SPAIN is finally showing signs that the second wave of the coronavirus is stabilising.
According to the Ministry of Health, the country detected 38,273 cases since Friday, just over 12,700 per day.
That is the lowest weekend figure of the past month, and a long way from the 52,386 cases recorded the previous weekend.
Of the almost 40,000 detected cases, some 3,321 correspond to tests taken in the past 24 hours.
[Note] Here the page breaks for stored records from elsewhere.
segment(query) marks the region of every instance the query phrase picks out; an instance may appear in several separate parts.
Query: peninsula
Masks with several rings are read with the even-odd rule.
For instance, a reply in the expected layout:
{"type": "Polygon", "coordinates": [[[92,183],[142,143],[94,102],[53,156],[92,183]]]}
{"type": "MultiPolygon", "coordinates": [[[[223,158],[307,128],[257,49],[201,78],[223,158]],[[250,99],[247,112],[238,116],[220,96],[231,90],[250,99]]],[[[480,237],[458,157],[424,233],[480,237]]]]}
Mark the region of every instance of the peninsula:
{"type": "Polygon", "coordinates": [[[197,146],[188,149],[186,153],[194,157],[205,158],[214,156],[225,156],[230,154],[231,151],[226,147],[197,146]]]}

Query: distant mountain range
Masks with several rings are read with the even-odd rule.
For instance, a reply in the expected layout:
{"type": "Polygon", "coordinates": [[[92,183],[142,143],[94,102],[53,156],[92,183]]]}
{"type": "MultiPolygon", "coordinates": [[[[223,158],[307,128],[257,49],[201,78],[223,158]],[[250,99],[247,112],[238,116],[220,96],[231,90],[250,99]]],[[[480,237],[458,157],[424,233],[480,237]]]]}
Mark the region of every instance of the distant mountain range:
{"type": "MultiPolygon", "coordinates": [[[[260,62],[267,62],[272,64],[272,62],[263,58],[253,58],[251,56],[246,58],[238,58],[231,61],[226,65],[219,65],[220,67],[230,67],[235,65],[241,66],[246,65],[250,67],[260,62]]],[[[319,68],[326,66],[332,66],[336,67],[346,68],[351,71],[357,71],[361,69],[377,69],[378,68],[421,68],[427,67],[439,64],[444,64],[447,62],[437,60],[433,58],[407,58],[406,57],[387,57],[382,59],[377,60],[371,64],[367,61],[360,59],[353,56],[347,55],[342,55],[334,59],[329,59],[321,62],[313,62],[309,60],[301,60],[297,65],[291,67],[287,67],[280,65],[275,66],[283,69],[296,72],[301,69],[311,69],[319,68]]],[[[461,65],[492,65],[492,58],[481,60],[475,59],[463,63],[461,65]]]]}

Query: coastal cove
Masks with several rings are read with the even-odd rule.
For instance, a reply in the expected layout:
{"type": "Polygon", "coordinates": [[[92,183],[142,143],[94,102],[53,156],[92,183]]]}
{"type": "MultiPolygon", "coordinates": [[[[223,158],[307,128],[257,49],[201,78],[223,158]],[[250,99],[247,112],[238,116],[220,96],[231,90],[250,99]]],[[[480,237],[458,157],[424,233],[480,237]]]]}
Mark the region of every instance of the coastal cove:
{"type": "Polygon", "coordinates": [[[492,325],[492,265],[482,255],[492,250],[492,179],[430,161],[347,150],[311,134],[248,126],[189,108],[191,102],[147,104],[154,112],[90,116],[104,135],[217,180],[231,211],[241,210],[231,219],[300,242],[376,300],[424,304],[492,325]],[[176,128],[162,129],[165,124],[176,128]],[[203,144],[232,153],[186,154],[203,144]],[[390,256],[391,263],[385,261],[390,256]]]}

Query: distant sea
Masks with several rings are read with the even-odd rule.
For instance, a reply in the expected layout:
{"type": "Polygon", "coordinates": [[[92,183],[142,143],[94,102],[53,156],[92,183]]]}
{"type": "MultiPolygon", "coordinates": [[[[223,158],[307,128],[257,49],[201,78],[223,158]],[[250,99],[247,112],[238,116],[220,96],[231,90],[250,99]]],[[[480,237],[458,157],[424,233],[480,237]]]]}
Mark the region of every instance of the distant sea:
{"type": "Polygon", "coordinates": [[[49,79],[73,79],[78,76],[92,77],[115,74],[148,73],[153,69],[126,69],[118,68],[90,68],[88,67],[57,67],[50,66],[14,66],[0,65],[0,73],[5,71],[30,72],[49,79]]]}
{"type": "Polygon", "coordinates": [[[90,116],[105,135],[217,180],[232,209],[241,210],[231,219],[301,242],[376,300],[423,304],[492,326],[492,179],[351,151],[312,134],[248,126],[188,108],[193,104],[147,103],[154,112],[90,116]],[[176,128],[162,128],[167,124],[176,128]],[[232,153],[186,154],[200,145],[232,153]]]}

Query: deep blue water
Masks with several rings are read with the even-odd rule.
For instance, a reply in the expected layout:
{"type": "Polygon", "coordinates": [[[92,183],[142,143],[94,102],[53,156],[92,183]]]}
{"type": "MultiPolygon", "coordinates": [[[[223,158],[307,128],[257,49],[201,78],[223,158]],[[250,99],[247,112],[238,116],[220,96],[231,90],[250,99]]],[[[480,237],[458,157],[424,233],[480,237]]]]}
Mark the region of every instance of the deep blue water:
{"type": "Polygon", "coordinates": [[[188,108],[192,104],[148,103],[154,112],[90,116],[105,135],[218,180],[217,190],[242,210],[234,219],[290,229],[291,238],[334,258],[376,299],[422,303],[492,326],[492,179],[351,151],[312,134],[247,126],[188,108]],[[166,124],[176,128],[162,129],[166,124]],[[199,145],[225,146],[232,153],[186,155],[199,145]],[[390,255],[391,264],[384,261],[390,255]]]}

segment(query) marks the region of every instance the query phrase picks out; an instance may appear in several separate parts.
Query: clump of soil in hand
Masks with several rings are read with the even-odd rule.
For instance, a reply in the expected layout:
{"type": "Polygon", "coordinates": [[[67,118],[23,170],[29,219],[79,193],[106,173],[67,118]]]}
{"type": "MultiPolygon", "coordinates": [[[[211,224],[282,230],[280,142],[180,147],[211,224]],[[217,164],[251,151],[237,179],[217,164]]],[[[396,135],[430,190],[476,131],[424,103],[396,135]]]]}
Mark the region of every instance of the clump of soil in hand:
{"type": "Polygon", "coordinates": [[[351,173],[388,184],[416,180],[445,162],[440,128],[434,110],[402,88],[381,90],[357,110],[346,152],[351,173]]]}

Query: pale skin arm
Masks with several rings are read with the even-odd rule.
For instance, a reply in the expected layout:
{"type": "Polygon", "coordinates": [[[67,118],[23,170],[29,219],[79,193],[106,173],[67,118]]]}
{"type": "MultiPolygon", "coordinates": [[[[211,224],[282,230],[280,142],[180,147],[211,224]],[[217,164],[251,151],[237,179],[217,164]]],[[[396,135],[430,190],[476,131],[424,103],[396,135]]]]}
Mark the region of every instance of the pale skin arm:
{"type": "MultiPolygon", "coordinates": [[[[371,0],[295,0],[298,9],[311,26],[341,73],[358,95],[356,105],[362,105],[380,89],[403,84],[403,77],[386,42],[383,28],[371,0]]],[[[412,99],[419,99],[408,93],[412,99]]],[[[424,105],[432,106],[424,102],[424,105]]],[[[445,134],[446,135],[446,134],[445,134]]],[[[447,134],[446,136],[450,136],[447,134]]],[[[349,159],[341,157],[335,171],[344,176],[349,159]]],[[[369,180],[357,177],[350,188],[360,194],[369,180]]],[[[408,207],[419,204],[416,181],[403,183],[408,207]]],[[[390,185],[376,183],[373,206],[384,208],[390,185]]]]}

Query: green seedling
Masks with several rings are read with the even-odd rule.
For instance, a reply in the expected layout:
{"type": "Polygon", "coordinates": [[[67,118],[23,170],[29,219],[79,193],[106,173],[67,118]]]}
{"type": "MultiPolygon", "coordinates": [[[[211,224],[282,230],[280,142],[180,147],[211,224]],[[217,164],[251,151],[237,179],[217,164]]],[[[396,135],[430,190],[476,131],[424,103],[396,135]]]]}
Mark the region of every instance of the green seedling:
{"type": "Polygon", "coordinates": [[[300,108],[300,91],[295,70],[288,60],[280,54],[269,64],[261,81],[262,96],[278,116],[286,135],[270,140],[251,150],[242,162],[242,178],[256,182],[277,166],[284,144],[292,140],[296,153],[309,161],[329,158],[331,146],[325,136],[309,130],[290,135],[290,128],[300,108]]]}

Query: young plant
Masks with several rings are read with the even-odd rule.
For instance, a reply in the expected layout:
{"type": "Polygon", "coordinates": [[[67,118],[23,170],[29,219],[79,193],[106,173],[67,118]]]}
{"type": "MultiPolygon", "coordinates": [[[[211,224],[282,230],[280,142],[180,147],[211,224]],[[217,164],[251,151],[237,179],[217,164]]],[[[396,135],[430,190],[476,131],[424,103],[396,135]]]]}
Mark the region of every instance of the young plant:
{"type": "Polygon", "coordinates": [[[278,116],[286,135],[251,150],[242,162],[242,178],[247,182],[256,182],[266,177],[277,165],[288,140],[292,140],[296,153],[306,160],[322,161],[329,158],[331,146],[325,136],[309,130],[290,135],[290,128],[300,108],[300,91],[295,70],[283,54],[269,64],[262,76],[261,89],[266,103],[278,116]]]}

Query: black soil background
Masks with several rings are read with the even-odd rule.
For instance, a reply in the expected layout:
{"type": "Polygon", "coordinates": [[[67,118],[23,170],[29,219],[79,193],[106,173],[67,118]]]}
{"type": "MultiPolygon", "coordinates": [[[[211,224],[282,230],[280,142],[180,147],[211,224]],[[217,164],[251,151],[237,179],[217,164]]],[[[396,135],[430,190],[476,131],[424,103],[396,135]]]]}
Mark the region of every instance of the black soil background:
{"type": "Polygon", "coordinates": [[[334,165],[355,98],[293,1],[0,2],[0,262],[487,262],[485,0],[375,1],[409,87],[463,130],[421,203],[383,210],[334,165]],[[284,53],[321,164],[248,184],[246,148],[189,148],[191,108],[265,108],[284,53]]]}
The Basque Country counts the most of those with 713, then Galicia with 501 and Catalunya with 359.
In terms of deaths from the disease, 484 were recorded across the country over the weekend, a relatively high figure but fewer than the 512 deaths counted over the previous weekend.
However there are still more than 1,000 people dying each week from the coronavirus in Spain, with 1,082 losing their lives in the past seven days.
Head of the coronavirus task force Fernando Simon recognised the ‘slight downward trend’ in the data revealed today, but warned ‘there are still many, many cases.’
“One piece of data which hints that this trend could stick is that the percentage of tests coming back positive is decreasing, now at 12.7%,” he said at the daily press briefing.
“Hopefully it will be maintained in the next few days and will not rise again.”
The director of the Centre for Health Emergencies also praised the growing number of tests being performed, saying it showed that ‘we are reaching maximum detection capacity.’
He added that ‘17 autonomous communities are stabilised or declining’ before warning that they still all have high numbers of cases, bar the Canary Islands.